Chloe, Benjamin J., Ella A. and Shauntelle W. along with
Mrs. Hrachovina and Mrs. Bromley demonstrate how to walk in the classroom.

Behavior Expectation Lesson Plan
Created by Ben & Nathan in April 11
Teach – September 15, 2011
Gretchen & Gina

 

Behavior expectation or rule to be taught: Be Respectful

Location for expectation:  Special Events, Assemblies, Field Trips, Extra-Curricular, Bus, Gym, Cafetorium, and Media Center

Rationale- tell why following the rule is important:: It   is important to be respectful with your peers and adults in school.  It is important to be respectful to the presenter and to let others be able to listen to the presentation.

Provide examples to help students better understand what is and what is not the expected behavior:

Examples of expected behavior.

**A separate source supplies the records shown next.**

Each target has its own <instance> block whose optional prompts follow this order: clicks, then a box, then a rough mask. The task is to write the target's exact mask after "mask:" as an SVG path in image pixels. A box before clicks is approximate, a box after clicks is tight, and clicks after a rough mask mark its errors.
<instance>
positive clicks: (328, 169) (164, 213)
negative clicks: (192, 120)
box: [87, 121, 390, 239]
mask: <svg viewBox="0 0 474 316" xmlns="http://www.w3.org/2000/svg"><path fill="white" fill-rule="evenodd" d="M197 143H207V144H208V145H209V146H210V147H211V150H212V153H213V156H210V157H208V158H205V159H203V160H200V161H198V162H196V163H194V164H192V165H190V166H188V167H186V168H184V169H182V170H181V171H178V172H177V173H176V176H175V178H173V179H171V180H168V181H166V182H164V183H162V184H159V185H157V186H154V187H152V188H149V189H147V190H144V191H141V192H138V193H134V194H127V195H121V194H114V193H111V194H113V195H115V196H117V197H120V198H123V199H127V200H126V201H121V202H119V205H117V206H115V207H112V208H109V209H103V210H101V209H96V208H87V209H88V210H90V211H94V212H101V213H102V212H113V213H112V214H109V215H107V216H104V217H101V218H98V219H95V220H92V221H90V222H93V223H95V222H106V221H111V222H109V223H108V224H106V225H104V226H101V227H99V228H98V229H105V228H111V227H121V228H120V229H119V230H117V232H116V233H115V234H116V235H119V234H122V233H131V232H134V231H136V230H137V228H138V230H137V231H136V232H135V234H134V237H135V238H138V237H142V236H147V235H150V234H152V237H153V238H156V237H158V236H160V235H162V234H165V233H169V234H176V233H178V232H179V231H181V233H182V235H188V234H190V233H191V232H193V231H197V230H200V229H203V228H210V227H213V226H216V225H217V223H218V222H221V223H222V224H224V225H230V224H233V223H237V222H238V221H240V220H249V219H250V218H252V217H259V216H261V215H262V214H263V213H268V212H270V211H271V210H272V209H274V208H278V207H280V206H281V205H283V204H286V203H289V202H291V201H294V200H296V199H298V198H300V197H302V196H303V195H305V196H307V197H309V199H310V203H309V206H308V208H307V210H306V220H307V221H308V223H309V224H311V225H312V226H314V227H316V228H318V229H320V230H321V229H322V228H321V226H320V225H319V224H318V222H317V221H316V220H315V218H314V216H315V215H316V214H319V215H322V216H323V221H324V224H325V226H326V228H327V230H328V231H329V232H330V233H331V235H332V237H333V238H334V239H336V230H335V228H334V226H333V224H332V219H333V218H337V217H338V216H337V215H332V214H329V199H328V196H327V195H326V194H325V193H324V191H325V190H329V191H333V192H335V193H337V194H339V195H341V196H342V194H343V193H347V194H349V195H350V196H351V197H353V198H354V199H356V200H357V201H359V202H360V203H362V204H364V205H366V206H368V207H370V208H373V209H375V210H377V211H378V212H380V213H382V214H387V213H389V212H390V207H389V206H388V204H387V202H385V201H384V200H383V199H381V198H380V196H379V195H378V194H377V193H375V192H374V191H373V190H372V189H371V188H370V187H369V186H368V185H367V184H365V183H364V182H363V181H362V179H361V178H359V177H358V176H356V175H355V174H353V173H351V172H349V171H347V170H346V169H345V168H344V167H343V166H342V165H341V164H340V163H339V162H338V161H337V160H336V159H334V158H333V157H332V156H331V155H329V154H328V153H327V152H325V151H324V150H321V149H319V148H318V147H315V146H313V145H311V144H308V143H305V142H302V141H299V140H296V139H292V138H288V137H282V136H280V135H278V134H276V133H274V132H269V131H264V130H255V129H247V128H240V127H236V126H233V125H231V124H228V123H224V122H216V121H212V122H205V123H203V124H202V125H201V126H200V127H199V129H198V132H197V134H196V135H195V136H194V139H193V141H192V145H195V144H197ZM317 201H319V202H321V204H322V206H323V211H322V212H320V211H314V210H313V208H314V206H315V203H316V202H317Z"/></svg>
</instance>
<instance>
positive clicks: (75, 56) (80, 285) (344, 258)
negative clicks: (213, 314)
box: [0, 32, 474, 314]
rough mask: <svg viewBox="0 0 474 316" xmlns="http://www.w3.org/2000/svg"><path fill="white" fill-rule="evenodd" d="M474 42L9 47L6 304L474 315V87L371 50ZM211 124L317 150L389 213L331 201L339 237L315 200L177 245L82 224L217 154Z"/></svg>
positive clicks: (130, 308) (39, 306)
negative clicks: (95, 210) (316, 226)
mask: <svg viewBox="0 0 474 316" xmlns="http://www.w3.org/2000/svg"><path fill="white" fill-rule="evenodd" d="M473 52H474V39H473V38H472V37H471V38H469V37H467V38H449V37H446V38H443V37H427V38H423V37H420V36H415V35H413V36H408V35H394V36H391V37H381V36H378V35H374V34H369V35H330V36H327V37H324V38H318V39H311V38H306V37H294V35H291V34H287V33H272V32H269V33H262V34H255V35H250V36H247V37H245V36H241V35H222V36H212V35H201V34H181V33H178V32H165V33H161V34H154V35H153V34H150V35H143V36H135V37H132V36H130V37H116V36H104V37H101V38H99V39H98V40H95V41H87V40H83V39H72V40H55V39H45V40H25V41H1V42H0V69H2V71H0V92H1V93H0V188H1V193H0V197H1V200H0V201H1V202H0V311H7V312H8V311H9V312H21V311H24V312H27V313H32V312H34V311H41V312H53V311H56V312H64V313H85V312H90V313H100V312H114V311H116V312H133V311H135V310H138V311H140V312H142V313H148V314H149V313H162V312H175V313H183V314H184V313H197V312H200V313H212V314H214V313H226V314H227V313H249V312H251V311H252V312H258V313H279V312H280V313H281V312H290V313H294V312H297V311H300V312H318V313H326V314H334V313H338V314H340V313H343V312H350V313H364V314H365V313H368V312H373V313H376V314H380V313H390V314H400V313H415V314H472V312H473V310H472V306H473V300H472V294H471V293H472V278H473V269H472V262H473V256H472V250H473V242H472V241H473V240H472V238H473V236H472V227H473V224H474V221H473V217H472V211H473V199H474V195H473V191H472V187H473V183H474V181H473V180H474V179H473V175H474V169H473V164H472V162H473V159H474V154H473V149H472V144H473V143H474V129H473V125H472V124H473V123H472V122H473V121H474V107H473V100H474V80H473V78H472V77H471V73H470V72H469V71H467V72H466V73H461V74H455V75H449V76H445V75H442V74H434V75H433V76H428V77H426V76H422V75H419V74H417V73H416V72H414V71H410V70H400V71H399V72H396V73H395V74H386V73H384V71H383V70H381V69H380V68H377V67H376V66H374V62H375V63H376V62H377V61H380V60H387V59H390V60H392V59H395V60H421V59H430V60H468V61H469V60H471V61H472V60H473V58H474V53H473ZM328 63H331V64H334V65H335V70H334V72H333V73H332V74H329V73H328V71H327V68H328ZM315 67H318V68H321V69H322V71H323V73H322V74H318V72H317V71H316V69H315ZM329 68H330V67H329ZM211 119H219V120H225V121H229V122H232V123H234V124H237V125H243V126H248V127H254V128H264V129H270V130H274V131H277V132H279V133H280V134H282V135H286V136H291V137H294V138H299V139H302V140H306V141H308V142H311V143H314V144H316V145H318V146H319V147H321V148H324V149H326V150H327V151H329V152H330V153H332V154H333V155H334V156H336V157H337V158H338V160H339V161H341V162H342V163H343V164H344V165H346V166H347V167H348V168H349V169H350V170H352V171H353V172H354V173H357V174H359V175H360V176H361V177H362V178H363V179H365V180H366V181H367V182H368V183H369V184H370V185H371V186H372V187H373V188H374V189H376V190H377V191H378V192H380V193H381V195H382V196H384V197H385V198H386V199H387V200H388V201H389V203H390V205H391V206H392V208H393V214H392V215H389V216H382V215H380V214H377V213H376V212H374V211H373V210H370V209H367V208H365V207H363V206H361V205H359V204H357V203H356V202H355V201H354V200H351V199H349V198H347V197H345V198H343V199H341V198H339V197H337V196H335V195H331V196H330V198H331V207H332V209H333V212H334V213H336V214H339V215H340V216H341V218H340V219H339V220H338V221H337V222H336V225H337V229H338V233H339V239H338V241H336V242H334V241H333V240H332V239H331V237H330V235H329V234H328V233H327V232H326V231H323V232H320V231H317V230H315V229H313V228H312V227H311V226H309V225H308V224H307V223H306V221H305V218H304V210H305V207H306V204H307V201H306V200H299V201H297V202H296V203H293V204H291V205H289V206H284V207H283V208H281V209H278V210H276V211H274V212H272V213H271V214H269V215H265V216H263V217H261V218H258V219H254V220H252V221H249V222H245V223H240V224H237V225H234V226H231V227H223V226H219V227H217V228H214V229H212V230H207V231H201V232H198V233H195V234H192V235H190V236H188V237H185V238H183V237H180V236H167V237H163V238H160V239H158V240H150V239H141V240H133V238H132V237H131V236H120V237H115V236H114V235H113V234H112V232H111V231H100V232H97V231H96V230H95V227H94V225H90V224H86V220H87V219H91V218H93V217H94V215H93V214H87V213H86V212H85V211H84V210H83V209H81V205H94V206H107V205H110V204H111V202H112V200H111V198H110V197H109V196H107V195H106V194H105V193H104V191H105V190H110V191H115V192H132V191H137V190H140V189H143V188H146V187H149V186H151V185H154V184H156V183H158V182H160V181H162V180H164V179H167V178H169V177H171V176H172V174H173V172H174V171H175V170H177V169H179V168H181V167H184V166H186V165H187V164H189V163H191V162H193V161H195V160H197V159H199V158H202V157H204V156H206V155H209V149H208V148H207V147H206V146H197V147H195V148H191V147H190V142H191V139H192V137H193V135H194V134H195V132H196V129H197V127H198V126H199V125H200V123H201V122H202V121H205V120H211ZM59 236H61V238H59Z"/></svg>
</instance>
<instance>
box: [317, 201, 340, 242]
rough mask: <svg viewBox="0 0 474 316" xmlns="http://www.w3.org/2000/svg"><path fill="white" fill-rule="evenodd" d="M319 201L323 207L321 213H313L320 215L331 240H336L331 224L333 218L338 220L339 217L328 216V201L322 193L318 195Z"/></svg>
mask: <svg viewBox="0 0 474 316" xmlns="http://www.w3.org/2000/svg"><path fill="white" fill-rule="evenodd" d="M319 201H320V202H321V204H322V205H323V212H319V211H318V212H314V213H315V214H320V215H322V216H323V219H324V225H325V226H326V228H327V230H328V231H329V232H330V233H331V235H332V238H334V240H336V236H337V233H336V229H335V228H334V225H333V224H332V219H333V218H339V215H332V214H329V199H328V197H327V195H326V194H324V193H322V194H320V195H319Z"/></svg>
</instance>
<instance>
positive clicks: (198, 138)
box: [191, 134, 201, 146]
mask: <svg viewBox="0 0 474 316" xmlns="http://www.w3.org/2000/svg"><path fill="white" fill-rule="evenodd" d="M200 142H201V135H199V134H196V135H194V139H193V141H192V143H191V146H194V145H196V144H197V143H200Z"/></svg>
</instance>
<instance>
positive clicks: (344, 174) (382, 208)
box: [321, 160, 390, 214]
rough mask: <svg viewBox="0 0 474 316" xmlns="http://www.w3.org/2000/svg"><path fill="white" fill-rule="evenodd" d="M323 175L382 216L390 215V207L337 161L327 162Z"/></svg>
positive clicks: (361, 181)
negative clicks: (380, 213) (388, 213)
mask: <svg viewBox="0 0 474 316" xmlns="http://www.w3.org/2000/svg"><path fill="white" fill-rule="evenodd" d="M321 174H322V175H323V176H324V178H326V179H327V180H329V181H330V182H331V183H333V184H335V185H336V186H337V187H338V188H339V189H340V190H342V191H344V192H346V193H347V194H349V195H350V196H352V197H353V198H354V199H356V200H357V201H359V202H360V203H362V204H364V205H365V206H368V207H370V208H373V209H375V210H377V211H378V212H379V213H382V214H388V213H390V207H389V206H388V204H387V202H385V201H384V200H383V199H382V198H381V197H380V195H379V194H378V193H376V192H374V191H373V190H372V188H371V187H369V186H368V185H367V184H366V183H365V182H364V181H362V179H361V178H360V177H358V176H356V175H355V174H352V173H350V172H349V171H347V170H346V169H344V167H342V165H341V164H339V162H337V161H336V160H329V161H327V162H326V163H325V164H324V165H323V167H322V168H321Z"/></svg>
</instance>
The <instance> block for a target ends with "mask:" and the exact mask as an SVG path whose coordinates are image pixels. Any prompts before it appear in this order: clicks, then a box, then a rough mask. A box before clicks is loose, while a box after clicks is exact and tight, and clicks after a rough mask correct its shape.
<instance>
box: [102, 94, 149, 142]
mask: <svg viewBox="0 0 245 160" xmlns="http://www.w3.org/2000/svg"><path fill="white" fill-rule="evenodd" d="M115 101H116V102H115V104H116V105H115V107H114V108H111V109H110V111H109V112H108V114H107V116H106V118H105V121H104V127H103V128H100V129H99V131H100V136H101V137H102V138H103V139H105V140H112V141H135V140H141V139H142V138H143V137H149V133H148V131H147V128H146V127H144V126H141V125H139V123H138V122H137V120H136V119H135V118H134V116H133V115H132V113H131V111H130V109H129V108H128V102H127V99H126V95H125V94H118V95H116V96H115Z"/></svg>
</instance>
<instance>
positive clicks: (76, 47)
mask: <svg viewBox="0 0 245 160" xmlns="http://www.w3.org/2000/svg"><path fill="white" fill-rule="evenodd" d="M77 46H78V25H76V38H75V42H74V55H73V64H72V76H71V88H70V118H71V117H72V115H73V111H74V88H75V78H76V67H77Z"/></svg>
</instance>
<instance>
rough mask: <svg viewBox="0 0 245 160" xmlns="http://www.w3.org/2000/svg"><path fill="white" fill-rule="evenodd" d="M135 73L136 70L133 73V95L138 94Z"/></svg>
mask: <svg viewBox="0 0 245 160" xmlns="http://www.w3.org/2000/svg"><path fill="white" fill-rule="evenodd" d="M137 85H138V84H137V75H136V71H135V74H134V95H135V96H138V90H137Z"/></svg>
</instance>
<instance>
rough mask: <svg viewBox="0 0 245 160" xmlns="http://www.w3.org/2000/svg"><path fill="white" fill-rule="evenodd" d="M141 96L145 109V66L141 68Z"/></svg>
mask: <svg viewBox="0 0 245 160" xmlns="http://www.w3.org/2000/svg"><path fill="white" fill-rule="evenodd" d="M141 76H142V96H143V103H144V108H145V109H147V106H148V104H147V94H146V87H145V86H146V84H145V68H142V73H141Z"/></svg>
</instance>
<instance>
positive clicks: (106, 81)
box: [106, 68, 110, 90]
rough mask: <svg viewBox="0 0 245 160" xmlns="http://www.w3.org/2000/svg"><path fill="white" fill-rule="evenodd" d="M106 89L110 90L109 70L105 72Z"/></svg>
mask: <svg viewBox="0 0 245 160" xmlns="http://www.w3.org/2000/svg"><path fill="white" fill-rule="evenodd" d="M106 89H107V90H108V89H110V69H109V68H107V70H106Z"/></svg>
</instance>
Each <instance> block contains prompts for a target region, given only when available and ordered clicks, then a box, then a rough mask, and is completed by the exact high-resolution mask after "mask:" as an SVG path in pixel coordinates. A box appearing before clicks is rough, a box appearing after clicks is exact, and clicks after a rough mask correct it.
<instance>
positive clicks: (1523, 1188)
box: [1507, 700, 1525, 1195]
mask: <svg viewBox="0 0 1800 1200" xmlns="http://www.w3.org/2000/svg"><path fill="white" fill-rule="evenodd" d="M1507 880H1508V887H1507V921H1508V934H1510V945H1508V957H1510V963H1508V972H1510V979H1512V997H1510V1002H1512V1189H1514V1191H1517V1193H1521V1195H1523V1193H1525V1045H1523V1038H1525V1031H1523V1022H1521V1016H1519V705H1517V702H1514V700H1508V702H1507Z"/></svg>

Choose examples of that best “fits” the general case of what the behavior expectation

 

Non examples of expected behavior that are:

·     More similar to examples of expected behavior rather than outrageous non-examples

·     Typical of what students do when they are not engaged in the expected behavior
 

 

Bob and Bill are sitting quietly, listening, and watching the speaker.  

Bob and Bill are sitting in the bleachers or floor listening to the speaker.  They keep their hands to themselves and listen quietly. 

Bill and Bob walk in line quietly with their class and sit where their teacher directs them.

Bill and Bob get in line with the teacher’s signal and they stay in line and walk with their class out of the assembly.

Bill and Bob have questions about the presentation.  They wait until the presenter asks if any one has any questions.  Bill and Bob raise their hand and wait to be called on.  They ask a question that relates to the presentation.

 

Bob and Bill are talking to each other.  Bob is talking so Bill can’t hear the speaker.  

Bob and Bill are moving around the bleachers or floor.  Bob goes in front of Bill and he can not see.

Bill and Bob walk in talking very loudly with their class and sit in the wrong spot.

Bill and Bob get in line and Bob goes and talks to Joe.  Then Bill yells at Bob because he cut in line.

Bill and Bob have questions about the presentation.  They blurt out their questions while the presenter is talking.  Bill and Bob do not raise their hand, but instead they start telling a story that happened to them.

Provide opportunities to practice and build fluency: 

  1. Set aside a few minutes each day to practice the rule.
  2. As the teacher models, have individual students demonstrate examples and non-examples of the rule (role play)
  3. Tell students about the consequences for following and not following the rules. (ex. Lose privileges)

Acknowledge expected behavior:

To show examples of proper behavior two teachers could model appropriate behavior.  Afterwards students can identify appropriate behavior.  Lastly the teacher would have students volunteer model appropriate behavior for class.  This could be done several times.